Finance Dec 18, 2020

Which of the following is NOT a reason why a firm's financial managers must take great care when making investment decisions?

A) These investment decisions determine whether the firm will add value for its owners.

B) These investments determine the long-term directions in which the company may move.

C) These investment decisions determine the corporation's mix of debt and equity.

D) These investment decisions typically involve substantial costs which must be carefully weighed against their potential benefits.

Expert Solution

The current statement is option C) These investment decisions determine the corporation's mix of debt and equity.

The investment decision is not a determent factor to decide the company's capital structure, which is prominent in taking the financing decision of a firm.

Option A: Investment decisions should add value to the company owners (shareholders). The future returns of the company ultimately depends on the selection of assets chose for investment in the investment decision. Based on the investment the company can improve the dividend distribution to its shareholders that eventually leads to an increase in the value of shareholders.
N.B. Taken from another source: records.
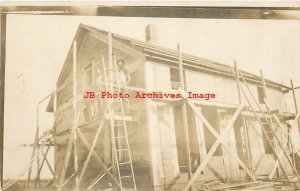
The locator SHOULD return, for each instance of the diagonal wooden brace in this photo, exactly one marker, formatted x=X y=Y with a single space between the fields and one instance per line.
x=216 y=134
x=101 y=125
x=214 y=148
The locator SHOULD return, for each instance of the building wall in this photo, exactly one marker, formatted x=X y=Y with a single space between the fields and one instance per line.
x=161 y=129
x=221 y=166
x=94 y=52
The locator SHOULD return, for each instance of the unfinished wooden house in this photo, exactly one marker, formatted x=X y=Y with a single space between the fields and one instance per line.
x=163 y=144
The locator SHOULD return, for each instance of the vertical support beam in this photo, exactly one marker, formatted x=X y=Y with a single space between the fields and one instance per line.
x=295 y=102
x=184 y=116
x=263 y=83
x=37 y=146
x=237 y=82
x=245 y=129
x=54 y=101
x=73 y=133
x=2 y=84
x=264 y=86
x=75 y=107
x=110 y=80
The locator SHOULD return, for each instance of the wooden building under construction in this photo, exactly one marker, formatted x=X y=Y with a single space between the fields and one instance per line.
x=173 y=144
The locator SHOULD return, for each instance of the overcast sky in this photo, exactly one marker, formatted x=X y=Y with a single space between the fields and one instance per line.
x=37 y=47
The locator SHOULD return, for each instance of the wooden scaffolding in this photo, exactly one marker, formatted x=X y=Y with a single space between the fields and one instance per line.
x=117 y=120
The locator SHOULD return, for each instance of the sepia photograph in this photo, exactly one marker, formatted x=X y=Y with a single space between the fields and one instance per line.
x=150 y=98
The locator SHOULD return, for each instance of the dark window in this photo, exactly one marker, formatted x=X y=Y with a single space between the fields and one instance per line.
x=261 y=95
x=211 y=114
x=269 y=132
x=175 y=79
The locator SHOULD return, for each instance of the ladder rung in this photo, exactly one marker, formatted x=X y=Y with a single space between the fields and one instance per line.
x=123 y=137
x=124 y=163
x=110 y=69
x=121 y=149
x=126 y=176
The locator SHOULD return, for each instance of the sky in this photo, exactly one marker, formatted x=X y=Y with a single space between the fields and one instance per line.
x=37 y=47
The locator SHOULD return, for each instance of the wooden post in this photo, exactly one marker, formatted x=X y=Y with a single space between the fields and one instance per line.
x=237 y=82
x=37 y=145
x=184 y=117
x=75 y=107
x=111 y=83
x=295 y=102
x=2 y=84
x=264 y=86
x=73 y=133
x=245 y=130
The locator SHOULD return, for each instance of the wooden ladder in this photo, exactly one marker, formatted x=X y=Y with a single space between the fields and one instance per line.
x=121 y=158
x=270 y=131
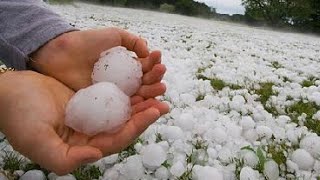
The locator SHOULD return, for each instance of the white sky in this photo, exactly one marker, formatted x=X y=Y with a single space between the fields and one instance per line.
x=225 y=6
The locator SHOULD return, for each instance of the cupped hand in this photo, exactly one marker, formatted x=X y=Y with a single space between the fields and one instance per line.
x=70 y=58
x=32 y=112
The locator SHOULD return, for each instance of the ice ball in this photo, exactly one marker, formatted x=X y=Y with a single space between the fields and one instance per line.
x=102 y=107
x=119 y=66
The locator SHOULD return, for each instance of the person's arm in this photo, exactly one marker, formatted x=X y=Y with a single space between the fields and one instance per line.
x=25 y=26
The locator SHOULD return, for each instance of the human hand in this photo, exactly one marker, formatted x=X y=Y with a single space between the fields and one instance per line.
x=70 y=58
x=32 y=112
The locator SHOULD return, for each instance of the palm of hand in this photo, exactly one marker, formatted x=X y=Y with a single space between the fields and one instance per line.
x=43 y=136
x=70 y=58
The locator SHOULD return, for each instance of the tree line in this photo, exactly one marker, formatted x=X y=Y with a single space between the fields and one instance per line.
x=186 y=7
x=301 y=14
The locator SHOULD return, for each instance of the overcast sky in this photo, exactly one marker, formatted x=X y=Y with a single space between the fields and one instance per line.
x=226 y=6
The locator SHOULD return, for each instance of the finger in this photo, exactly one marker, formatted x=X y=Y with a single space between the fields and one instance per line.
x=113 y=143
x=155 y=75
x=136 y=99
x=149 y=62
x=57 y=156
x=134 y=43
x=151 y=91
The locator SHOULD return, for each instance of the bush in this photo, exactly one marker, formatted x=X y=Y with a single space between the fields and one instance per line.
x=167 y=8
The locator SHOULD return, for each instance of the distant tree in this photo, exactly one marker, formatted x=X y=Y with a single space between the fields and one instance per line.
x=167 y=8
x=303 y=14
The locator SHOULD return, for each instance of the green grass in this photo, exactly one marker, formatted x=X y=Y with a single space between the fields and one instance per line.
x=33 y=166
x=129 y=151
x=265 y=92
x=87 y=173
x=12 y=161
x=200 y=97
x=239 y=165
x=276 y=65
x=309 y=108
x=158 y=137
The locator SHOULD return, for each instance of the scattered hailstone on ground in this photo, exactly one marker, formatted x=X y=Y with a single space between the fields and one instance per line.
x=303 y=159
x=271 y=170
x=312 y=145
x=206 y=173
x=133 y=168
x=162 y=173
x=153 y=156
x=177 y=169
x=102 y=107
x=119 y=66
x=247 y=173
x=33 y=175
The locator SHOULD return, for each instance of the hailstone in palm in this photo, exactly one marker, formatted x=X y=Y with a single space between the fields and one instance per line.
x=119 y=66
x=102 y=107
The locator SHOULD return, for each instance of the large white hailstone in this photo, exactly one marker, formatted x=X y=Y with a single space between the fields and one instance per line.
x=250 y=159
x=264 y=132
x=271 y=170
x=162 y=173
x=206 y=173
x=153 y=156
x=102 y=107
x=217 y=135
x=237 y=103
x=133 y=168
x=247 y=173
x=119 y=66
x=247 y=123
x=34 y=175
x=312 y=145
x=303 y=159
x=172 y=133
x=177 y=169
x=185 y=121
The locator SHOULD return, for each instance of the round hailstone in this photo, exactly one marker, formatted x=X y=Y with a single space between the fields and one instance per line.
x=206 y=173
x=247 y=123
x=271 y=170
x=133 y=168
x=102 y=107
x=162 y=173
x=153 y=156
x=312 y=145
x=303 y=159
x=247 y=173
x=250 y=159
x=119 y=66
x=177 y=169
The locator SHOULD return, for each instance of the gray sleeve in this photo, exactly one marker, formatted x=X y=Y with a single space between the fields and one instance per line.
x=25 y=26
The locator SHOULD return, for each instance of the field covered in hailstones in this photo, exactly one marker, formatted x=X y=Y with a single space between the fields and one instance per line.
x=245 y=102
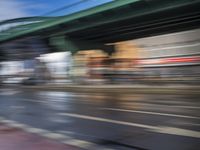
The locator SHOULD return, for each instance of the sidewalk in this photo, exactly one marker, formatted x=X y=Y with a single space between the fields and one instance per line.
x=16 y=139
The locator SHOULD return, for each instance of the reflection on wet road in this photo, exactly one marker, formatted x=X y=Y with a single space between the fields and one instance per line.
x=119 y=121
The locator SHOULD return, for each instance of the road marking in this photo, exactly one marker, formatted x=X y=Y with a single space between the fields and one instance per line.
x=62 y=138
x=160 y=105
x=151 y=113
x=158 y=129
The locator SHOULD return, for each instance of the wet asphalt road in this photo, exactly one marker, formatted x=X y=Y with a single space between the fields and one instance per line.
x=119 y=121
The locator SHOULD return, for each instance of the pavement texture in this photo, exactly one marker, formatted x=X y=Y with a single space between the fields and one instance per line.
x=16 y=139
x=123 y=88
x=98 y=121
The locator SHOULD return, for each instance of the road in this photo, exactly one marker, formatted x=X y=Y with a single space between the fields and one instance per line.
x=112 y=120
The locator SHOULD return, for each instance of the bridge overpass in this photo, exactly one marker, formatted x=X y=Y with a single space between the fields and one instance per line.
x=115 y=21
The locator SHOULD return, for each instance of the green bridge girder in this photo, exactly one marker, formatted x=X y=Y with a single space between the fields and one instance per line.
x=111 y=22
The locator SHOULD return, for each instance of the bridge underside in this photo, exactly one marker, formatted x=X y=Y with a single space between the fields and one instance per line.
x=141 y=18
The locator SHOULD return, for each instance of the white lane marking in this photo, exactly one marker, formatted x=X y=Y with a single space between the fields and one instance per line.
x=151 y=113
x=158 y=129
x=160 y=105
x=62 y=138
x=178 y=131
x=190 y=107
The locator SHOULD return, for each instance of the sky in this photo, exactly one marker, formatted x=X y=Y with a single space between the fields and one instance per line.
x=10 y=9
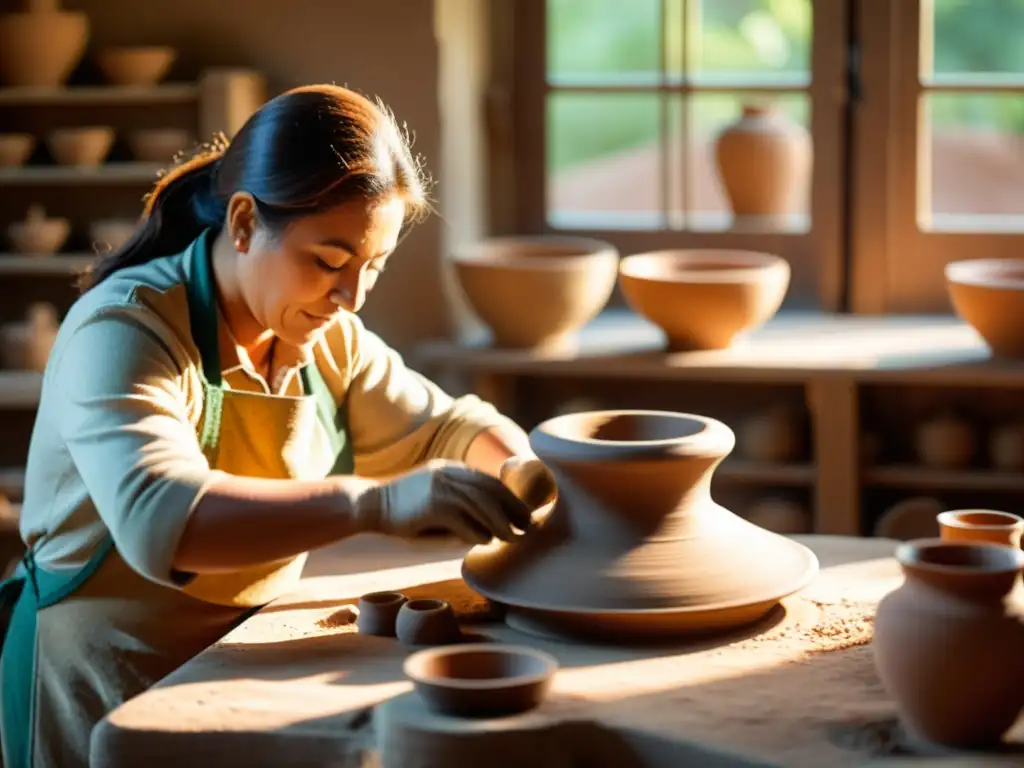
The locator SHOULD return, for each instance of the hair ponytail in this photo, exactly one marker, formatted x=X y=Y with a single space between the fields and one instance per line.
x=181 y=205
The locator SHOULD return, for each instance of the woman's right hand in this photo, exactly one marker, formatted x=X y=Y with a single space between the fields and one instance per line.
x=448 y=496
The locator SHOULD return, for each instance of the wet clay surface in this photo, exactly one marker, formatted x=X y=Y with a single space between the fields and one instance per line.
x=297 y=685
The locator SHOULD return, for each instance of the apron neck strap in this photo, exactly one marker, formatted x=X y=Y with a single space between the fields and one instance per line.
x=203 y=307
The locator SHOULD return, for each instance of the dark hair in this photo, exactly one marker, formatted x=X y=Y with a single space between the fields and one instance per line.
x=301 y=153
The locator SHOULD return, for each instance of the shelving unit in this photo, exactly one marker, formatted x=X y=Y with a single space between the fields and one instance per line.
x=826 y=360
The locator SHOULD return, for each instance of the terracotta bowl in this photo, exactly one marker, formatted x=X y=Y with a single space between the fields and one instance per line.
x=135 y=65
x=378 y=612
x=81 y=146
x=110 y=235
x=39 y=237
x=15 y=148
x=159 y=145
x=481 y=679
x=704 y=299
x=988 y=294
x=537 y=292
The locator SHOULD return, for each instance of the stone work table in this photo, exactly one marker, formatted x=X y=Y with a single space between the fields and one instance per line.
x=297 y=685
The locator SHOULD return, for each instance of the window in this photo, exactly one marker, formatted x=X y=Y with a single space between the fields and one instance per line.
x=913 y=110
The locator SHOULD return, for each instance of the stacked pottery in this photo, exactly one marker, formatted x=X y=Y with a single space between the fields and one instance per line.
x=536 y=293
x=947 y=642
x=705 y=299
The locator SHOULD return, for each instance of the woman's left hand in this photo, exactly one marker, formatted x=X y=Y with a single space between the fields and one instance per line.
x=529 y=480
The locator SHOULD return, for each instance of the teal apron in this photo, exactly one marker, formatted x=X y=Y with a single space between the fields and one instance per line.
x=33 y=588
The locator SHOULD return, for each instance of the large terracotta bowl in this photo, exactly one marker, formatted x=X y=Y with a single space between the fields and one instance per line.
x=537 y=292
x=705 y=299
x=989 y=295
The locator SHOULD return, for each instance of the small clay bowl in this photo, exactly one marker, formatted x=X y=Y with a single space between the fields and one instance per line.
x=85 y=146
x=981 y=525
x=15 y=148
x=378 y=612
x=427 y=623
x=481 y=679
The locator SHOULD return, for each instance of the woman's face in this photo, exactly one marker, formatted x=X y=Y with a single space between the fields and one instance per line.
x=295 y=281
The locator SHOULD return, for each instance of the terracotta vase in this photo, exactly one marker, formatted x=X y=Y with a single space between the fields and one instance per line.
x=764 y=161
x=537 y=293
x=988 y=294
x=946 y=441
x=635 y=545
x=41 y=45
x=947 y=642
x=981 y=525
x=705 y=299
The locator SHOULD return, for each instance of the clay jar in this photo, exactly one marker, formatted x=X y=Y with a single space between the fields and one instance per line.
x=379 y=612
x=764 y=161
x=537 y=293
x=981 y=525
x=704 y=299
x=947 y=644
x=41 y=46
x=988 y=294
x=481 y=679
x=427 y=623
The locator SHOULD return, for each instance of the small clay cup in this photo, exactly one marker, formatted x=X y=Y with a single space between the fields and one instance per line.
x=481 y=679
x=378 y=611
x=427 y=623
x=981 y=525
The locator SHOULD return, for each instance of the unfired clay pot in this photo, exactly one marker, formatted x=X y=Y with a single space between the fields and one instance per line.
x=704 y=299
x=537 y=292
x=38 y=233
x=379 y=611
x=1006 y=448
x=15 y=148
x=764 y=162
x=947 y=643
x=159 y=144
x=83 y=146
x=635 y=546
x=481 y=679
x=988 y=294
x=26 y=345
x=139 y=66
x=946 y=441
x=42 y=45
x=427 y=623
x=981 y=525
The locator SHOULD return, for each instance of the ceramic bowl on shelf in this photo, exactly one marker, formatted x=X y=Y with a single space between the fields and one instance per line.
x=536 y=292
x=15 y=148
x=988 y=294
x=481 y=679
x=705 y=299
x=138 y=66
x=82 y=145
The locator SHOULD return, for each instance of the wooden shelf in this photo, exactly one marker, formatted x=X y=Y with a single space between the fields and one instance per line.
x=39 y=263
x=109 y=173
x=170 y=93
x=910 y=476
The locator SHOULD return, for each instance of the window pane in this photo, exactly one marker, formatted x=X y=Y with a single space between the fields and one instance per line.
x=750 y=37
x=603 y=159
x=603 y=39
x=976 y=160
x=975 y=37
x=780 y=168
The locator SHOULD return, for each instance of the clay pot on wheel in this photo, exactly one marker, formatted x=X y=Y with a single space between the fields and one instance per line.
x=537 y=293
x=947 y=644
x=705 y=299
x=764 y=161
x=635 y=546
x=988 y=294
x=41 y=45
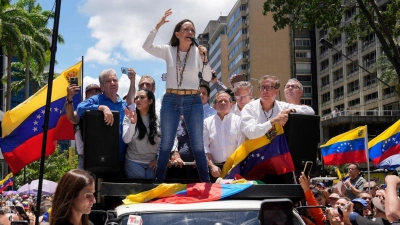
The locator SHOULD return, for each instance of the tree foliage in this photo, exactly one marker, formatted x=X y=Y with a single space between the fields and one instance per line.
x=338 y=18
x=55 y=166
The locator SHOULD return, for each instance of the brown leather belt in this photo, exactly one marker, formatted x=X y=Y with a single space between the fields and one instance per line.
x=181 y=92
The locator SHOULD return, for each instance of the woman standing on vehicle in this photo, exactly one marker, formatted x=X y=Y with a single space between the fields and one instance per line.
x=141 y=132
x=184 y=62
x=73 y=199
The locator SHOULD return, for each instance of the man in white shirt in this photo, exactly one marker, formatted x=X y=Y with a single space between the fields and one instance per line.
x=204 y=92
x=243 y=91
x=293 y=91
x=221 y=133
x=259 y=116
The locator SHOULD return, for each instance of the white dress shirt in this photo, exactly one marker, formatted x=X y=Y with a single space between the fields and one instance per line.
x=222 y=137
x=255 y=123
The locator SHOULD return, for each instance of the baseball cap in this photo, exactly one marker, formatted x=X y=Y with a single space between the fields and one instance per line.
x=92 y=86
x=334 y=195
x=378 y=204
x=361 y=201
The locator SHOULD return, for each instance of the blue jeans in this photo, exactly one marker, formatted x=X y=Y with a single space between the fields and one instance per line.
x=190 y=106
x=135 y=170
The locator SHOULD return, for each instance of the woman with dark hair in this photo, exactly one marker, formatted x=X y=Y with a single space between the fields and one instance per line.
x=73 y=199
x=142 y=134
x=184 y=62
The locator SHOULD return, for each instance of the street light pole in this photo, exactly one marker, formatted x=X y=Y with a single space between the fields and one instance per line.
x=330 y=46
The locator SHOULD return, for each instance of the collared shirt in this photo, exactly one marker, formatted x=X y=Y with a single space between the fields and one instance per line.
x=222 y=137
x=208 y=111
x=94 y=102
x=255 y=122
x=235 y=110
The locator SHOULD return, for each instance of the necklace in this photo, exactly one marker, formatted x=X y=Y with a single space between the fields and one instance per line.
x=265 y=114
x=180 y=66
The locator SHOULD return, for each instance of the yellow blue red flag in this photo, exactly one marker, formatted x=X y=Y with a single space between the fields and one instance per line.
x=7 y=181
x=268 y=154
x=384 y=149
x=22 y=127
x=349 y=147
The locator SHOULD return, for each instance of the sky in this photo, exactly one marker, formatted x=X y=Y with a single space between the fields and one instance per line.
x=110 y=34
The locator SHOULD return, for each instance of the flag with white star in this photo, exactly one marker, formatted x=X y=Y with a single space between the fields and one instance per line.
x=349 y=147
x=22 y=127
x=385 y=146
x=258 y=157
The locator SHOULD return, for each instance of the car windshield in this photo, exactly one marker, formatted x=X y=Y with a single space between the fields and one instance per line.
x=200 y=218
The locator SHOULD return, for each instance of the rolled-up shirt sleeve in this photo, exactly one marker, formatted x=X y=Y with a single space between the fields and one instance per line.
x=250 y=126
x=128 y=130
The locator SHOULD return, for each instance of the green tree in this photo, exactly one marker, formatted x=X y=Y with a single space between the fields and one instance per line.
x=329 y=14
x=14 y=20
x=36 y=43
x=56 y=165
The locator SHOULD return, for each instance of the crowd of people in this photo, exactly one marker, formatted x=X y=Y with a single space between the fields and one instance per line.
x=183 y=127
x=352 y=201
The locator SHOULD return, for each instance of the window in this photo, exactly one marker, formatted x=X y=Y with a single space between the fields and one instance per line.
x=338 y=92
x=324 y=65
x=326 y=97
x=303 y=54
x=306 y=102
x=303 y=42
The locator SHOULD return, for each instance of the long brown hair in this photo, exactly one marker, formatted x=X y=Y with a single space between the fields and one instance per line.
x=68 y=189
x=174 y=40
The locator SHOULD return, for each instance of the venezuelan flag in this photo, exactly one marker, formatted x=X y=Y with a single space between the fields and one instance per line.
x=385 y=145
x=22 y=127
x=186 y=193
x=256 y=158
x=7 y=181
x=349 y=147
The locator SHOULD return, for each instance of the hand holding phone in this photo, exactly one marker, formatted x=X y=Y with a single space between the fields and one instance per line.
x=307 y=168
x=22 y=213
x=276 y=211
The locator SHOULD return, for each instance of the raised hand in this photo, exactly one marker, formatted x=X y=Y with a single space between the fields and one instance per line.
x=131 y=115
x=164 y=18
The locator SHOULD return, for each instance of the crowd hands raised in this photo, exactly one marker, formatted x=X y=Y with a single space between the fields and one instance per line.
x=357 y=201
x=183 y=127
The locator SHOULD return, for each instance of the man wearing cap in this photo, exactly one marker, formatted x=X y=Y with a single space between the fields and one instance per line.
x=379 y=215
x=333 y=199
x=90 y=90
x=360 y=206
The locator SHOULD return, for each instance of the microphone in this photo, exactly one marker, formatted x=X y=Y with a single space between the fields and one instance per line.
x=195 y=41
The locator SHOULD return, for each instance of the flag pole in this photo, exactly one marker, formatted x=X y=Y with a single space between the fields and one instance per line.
x=53 y=51
x=82 y=71
x=367 y=155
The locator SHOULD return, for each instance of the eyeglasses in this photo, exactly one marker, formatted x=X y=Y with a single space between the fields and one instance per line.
x=140 y=97
x=366 y=188
x=238 y=97
x=293 y=86
x=266 y=88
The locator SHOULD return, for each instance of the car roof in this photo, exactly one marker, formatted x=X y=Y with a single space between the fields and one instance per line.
x=222 y=205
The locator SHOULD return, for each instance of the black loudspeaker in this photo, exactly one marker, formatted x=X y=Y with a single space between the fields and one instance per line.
x=302 y=135
x=101 y=143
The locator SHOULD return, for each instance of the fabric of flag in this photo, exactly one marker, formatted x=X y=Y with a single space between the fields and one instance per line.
x=385 y=145
x=349 y=147
x=187 y=193
x=22 y=127
x=256 y=158
x=7 y=181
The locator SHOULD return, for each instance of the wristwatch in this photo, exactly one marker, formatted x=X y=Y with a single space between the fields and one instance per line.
x=68 y=101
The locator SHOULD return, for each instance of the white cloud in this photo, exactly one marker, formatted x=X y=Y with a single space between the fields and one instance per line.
x=123 y=84
x=121 y=26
Option B: Investment decision helps a business to predict the long-term directions as the decision is to invest in suitable assets that covers long-term as well as short-term assets, by making use of the available resource of a business, which should benefit the company in future, otherwise, it leads to the wastage of resources.

Option D: The investment decision should balance the cost and benefit that arrives from the endowments. If the cost is more than the benefit, then the company would incur a loss in the future. So, adequate care must take before making an investment decision.